Osteria Alle Testiere
The Daily menu relies on availability of fresh fish in the market, according to Alle Testerie’s website. Don’t expect to eat the same delicious item you had the last time you went to this stylish, small seafood restaurant nestled away on a Castello backstreet. But go with the expectation that everything will be freshly fished. The daily seafood meals from chef and co-founder Bruno Gavagnin are deceptively basic but always superb. There’s a lot of Venetian heritage here, but you can also expect some unusual spices or other surprises. The sweets are wonderful.
La Zucca
Vegetarians travel to La Zucca, a well-loved, something-for-everyone kind of local favorite, to get away from Venice’s glut of fish, but the restaurant offers much more. The food is straightforward: terrific, honest cooking and a daily-changing menu, indicating that everything served was purchased that day. The savory pumpkin flan is renowned, the pasta meals are delicious (try the tagliatelle with artichokes and pecorino if it’s available), and the sweets are all unforgettable.
Local
The amount of open space at the contemporary, pared-back Local is surprising in a sea of intimate (read: tiny) restaurants. The Head Chef Matteo Tagliapietra left Burano for several years to go and work in gastronomic temples such as Nobu and Noma,. Though his feet are firmly rooted in the lagoon city, he brought home Far Eastern characteristics that are unique in Venice. Each of his ever-changing dishes is a visual delight. This is a restaurant for sophisticated foodies.
Locanda Cipriani
The Locanda Cipriani is a charming slice of Merchant Ivory-tinted Venice, with a leafy old-fashioned garden on the lovely little lagoon island of Torcello, old-fashioned service, and old-fashioned food that borders on hotel fare. You’ve come for the setting and the Grand Tour atmosphere, after all. Many major names have walked through the Cipriani’s country-inn-style doors, from Ernest Hemingway and generations of British royals to mid-century A-list stars and presidents.
Osteria Alla Frasca
La Frasca, based close to Fondamenta Nuova has been serving traditional Venetian cuisine since 1903. Traditional it may be, but it’s all about the fresh seafood presented in style. The baccalà mantecato is a must have dish – creamed cod dish served with crispy polenta and cuttlefish cooked in its own ink.
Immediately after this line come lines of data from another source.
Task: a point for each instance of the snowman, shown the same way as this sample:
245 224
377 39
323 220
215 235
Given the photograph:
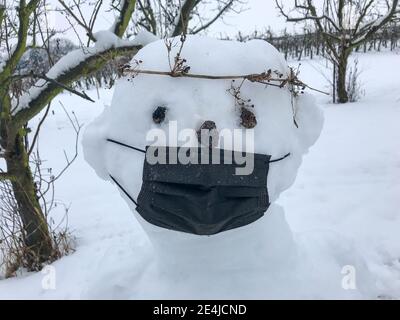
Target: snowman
214 225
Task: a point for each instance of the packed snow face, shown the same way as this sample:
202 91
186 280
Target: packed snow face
191 102
266 247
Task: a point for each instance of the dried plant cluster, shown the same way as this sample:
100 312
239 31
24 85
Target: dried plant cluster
179 68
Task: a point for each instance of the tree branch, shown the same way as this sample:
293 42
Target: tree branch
122 22
367 31
6 176
184 17
88 65
220 13
24 11
2 10
84 68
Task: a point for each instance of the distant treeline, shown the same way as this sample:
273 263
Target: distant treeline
299 46
310 44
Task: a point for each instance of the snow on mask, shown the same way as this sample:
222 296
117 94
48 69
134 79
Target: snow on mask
148 103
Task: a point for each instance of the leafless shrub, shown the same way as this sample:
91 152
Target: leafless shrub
15 255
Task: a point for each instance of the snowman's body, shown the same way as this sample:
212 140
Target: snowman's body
263 250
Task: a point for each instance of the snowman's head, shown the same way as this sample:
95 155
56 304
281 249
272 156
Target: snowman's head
172 111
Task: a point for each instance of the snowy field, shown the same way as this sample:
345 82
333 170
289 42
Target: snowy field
345 199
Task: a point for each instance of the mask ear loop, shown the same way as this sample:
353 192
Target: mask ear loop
280 159
115 180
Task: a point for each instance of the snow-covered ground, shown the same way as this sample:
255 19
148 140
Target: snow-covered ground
346 197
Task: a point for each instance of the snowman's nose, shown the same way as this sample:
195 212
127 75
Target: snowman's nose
208 134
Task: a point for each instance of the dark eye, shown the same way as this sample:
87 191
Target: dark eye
159 114
248 119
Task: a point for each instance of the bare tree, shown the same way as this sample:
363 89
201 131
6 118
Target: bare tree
173 17
21 29
344 25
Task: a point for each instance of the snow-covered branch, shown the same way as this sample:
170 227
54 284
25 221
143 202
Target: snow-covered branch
80 63
24 12
6 176
369 29
121 23
70 68
184 17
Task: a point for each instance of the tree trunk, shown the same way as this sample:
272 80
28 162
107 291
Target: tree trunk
37 236
342 95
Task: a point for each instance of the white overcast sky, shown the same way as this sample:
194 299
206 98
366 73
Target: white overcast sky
257 15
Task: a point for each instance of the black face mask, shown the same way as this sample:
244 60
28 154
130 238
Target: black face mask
202 199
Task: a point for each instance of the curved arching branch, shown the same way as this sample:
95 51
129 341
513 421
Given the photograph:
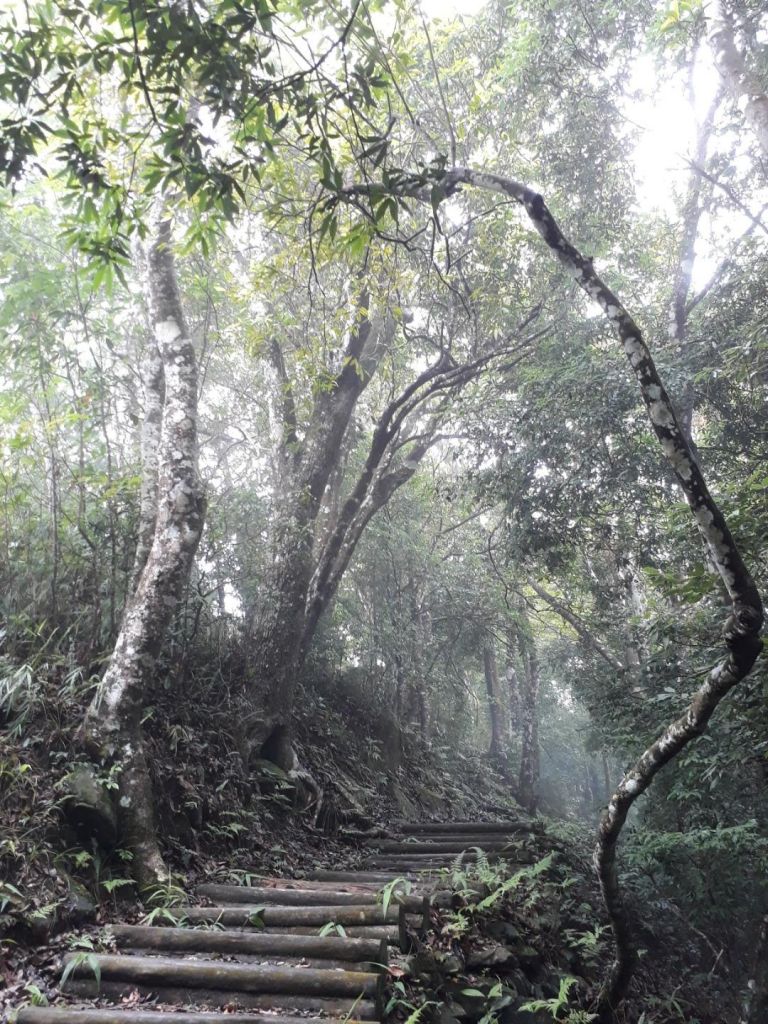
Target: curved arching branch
741 629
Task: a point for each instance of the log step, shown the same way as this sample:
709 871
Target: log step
379 879
470 827
250 978
367 1010
249 942
313 884
108 1015
244 914
227 895
449 846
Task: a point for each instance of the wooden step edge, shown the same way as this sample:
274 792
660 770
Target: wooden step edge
216 975
364 1010
250 940
268 915
109 1015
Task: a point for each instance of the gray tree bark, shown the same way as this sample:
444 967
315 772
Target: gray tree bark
113 723
741 629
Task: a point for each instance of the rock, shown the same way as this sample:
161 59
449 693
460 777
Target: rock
526 955
488 956
88 806
79 909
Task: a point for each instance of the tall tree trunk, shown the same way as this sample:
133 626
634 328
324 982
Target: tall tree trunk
498 748
113 724
527 790
759 982
153 376
742 627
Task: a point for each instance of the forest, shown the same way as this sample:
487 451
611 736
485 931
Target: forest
383 511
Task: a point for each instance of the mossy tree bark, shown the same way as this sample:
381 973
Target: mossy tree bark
113 727
742 627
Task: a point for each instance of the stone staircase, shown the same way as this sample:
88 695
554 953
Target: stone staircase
278 951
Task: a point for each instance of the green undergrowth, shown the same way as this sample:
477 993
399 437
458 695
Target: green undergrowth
215 819
525 941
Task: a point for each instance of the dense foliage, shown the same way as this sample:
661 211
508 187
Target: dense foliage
440 536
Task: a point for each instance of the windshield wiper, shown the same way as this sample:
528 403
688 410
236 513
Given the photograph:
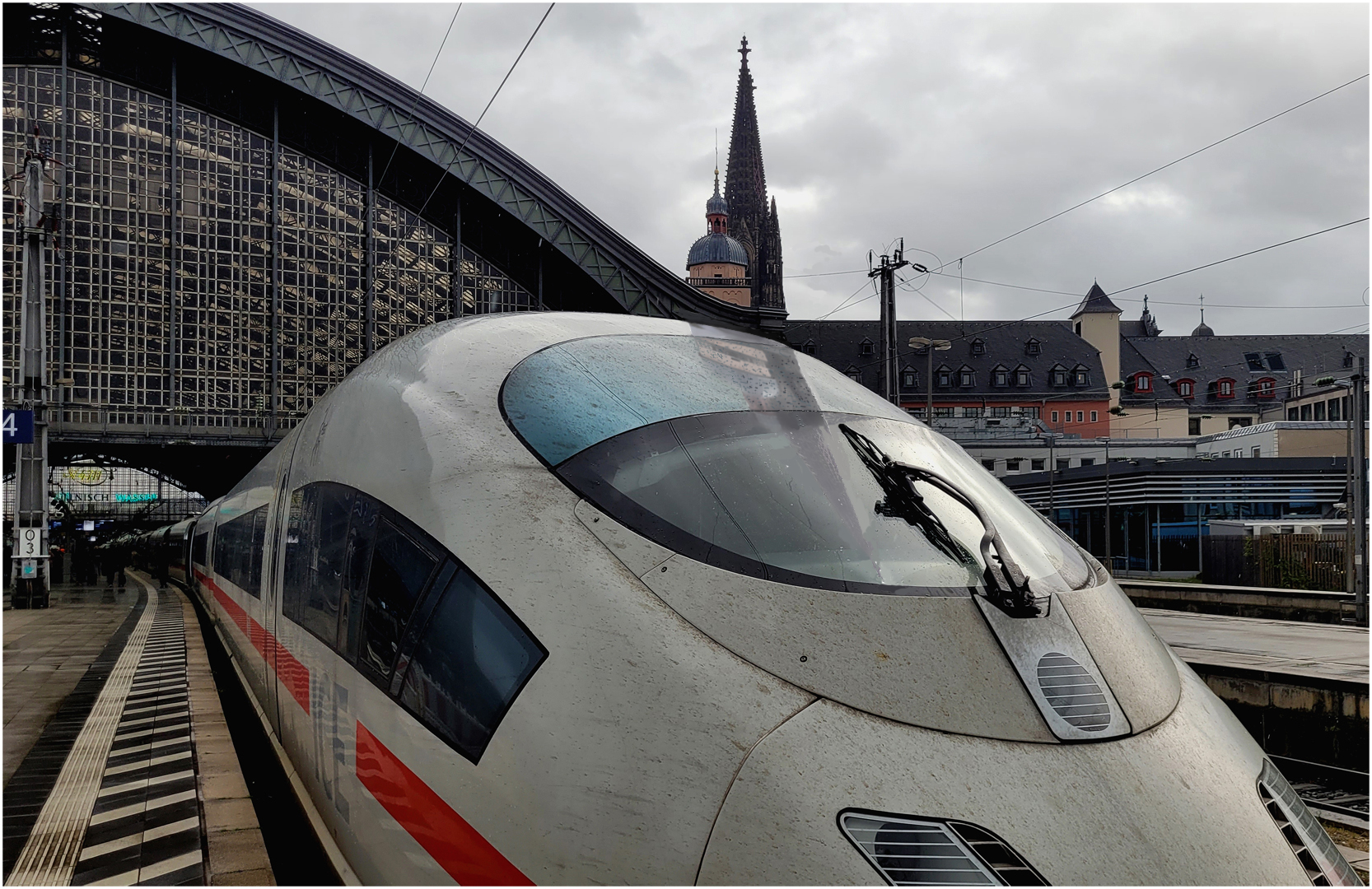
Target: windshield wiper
1007 584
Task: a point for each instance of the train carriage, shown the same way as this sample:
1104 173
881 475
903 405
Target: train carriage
585 598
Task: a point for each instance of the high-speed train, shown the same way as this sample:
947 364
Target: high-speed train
583 598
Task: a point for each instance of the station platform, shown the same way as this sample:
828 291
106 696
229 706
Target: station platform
119 766
1314 650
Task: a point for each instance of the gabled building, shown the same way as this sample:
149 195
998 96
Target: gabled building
1036 370
1205 383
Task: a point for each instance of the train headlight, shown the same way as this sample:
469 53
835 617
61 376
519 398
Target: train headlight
916 851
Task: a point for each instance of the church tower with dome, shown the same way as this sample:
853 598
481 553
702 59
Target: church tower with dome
718 263
743 222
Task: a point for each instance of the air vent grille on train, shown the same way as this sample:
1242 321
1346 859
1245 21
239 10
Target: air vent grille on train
914 852
1071 693
1318 856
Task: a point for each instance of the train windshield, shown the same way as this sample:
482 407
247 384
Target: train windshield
772 482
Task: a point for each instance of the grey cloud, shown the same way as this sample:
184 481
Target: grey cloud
950 125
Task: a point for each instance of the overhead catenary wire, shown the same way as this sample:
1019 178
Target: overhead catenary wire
1113 296
1332 228
457 156
1162 168
422 86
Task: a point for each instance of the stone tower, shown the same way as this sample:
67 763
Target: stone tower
752 218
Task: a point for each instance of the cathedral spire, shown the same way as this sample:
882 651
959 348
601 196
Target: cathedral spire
745 189
745 184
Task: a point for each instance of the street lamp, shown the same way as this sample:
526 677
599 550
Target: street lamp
1052 471
1349 567
931 346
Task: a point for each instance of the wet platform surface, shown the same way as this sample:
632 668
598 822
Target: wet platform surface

Osteria La Perla ai Bisatei
La Perla ai Bisatei, an old-style spit-and-sawdust eatery in Murano’s backstreets, is a nice surprise in a city where restaurants can easily fall into one of two categories: modern pretentious or tourist trap. It’s noisy—locals’ voices battle with waiters screaming the unwritten daily menu—and the food (available exclusively for lunch) is substantial rather than polished. Outsiders, on the other hand, are greeted with the same gruff-but-friendly welcome as locals. The fava bean and onion salad, as well as the mussels and clams pasta, are worth trying.